Mein Vater hat sogar mal die Zeitung verklagt, da wir die gleiche Zeitung, wie die Normalos, bekamen... Ja und jetzt bekommen wir deswegen sogar eine mit Goldrand. Ach und wisst ihr, was ich mich schon lange frage? Ob er sich mit dem Verkauf meiner Klamotten ein Auto kaufen konnte. Ok, klingt komisch. Aber ich finde halt das wäre echt lustig gewesen und wer hat schon Kleidung, die so viel, wie ein Auto wert ist. Ich, glaube ich, auf jeden Fall nicht.
WOW! Ich hätte echt nicht geglaubt, dass es so weit kommen wird, dass ich unter einer Brücke penne, weil ich angeblich die Ehre meiner Familie verletzt habe und, dass ich deswegen zur Presse gehen muss. Wobei das mit der Presse musste ich ja nicht tun und irgendwie hatte ich mich da dann doch gegen entschieden. Denn damals sah ich nun mal, wie eine Obdachlose aus und hatte echt keine Lust auf irgend so ein Deckblatt, von einem Schickimicki-Magazin, in diesem Zustand zu kommen. Ich wollte einfach nicht auf die Straße gehen und von ganz Paris ausgelacht werden.

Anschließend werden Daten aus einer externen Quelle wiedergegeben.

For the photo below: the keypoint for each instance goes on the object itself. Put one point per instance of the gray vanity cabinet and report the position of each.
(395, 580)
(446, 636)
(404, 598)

Ja und nach und nach wurde es ja auch immer kälter. Langsam merkte ich, dass mich das Ganze nicht nur psychisch, sondern auch physisch fertig machte. Ich zitterte am ganzen Körper und hatte Gänsehaut. So langsam taten mir die ganzen Obdachlosen echt leid. Ich mein, ich musste das ja nur eine Nacht durchmachen. Ernsthaft! Ich bin echt froh, dass ich nicht jede Nacht um mein Leben bangen muss. Das Ganze ist halt echt nicht fair. Meine Eltern kaufen uns teure Klamotten, bestehen auf vergoldete Zeitungen und schmeißen ihr Geld zum Fenster raus. Ja und die Obdachlosen, die müssen um jeden kleinen Cent betteln.
Stellt euch mal vor, wie vielen Obdachlosen man allein mit dem Geld, das wir für unsere Verlobungsparty ausgegeben haben, helfen könnte. Das Groteske ist ja auch noch, dass man solche Problematiken erst bemerkt, wenn man sie selbst durchlebt. Ne, auf der Straße zu schlafen war echt nicht so nice! Aber es gab halt leider keine Alternative für mich...und
gefühlt eine Ewigkeit später ging dann ja auch endlich die Sonne auf.
Nur für mich ging sie zwei Sekunden später leider wieder unter...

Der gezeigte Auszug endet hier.